Little did I know that Missy was going through her own feelings of dismay and guilt at having to push through with a trip originally intended for two as a solo traveler. Dismay, because she had to rebook the accommodations and rearrange the itinerary on the fly; guilt, because she was spending more than expected and she felt that it was reckless to break the bank when she was just about to graduate with no fellowship or job secured yet.

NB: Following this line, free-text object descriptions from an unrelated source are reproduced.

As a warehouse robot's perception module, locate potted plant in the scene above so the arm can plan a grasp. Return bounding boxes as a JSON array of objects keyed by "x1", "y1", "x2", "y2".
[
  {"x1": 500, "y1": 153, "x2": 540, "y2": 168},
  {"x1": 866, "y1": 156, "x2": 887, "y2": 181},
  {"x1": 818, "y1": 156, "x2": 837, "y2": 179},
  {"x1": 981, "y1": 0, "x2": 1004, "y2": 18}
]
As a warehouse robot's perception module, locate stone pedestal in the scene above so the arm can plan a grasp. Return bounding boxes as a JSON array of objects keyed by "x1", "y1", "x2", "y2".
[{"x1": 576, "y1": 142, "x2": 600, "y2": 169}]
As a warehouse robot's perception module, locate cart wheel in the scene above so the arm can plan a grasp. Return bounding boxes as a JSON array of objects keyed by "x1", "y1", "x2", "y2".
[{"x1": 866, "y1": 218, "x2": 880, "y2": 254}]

When I realized that my best friend was discomfited in the middle of a trip that was supposed to be a celebration of all that she has achieved in the last few years, I set aside my own negative feelings and told her what I knew to be the truth: You deserve this. After putting in the work, the time, the blood, sweat, and tears, she was given the opportunity to pause and enjoy some of the best things in life. And I know it’s normal to feel guilty when you’re used to the daily grind, convinced that every good thing must be earned up to the last second, to the last centavo. But we shouldn’t have to shy away from truly great life experiences, to sully beautiful moments with regrets and anxieties about the future.

I like to think that my best friend traveled more freely after that – not for my words per se but for the realization that she indeed deserved the break. Of course, I also said all that knowing with absolute certainty that she would get into the fellowship she wanted upon coming back to the Philippines, which would lead to three more years of studying. Missy has always exhibited a certain hard-headedness, a steadfastness in her medical aspirations that I have admired since high school. And what’s been made even clearer to me as I witnessed her last years in PGH was that she wasn’t just doing it out of her geeky love for science, but also out of duty for her country.

True enough, a few weeks after her return, she applied for and was accepted as a plastic surgery fellow in the hospital of her choice.

“It’s official!” she messaged me, sending a screenshot of the acceptance letter from the program director.

“Wooooooo, congrats!!! I had no doubt,” I messaged back.

What more can I say? Despite words sometimes feeling inadequate in the peaks and valleys of our life experiences, it still needs to be said: I am proud of my best friend. 

And just as a bonus, here is a very short piece directly inspired by Missy’s experiences as a front-liner during the pandemic. At the time, I was doing a series where I challenged myself to write whole scenes or stories based on one word. Here is what I wrote for the word “callous”:

Callous

When the man is declared dead, she gives a peremptory nod and walks away from the closed door and toward her next destination. Her footsteps echo in the spacious hallway as she passes masked people walking in the same brusque manner. How many deaths today? She thinks dispassionately, calculating the rate of increase of infected patients, the lack of beds, the number of doctors and nurses in their staff. How much longer can this go on? But she loses her train of thought as she enters the emergency room.

At the end of her shift, she removes the mask that has been pressing down on her face for the last eight hours and peels off the protective gear piece by piece. Her body has memorized the motions but she pays close attention to every detail, knowing one false move can cost a life. She sanitises thoroughly before leaving the hospital and heads back to a lonely motel room. White walls, a single bed, a table and chair. Life at its bare minimum.

As she sits in quarantine, applying salve on the peeling skin on her face, an unexpected delivery arrives. A friend has sent a gift redolent with the aroma of normal times – of warmth, comfort, and companionship. She reads the note, hurriedly opens the pizza box, and cries.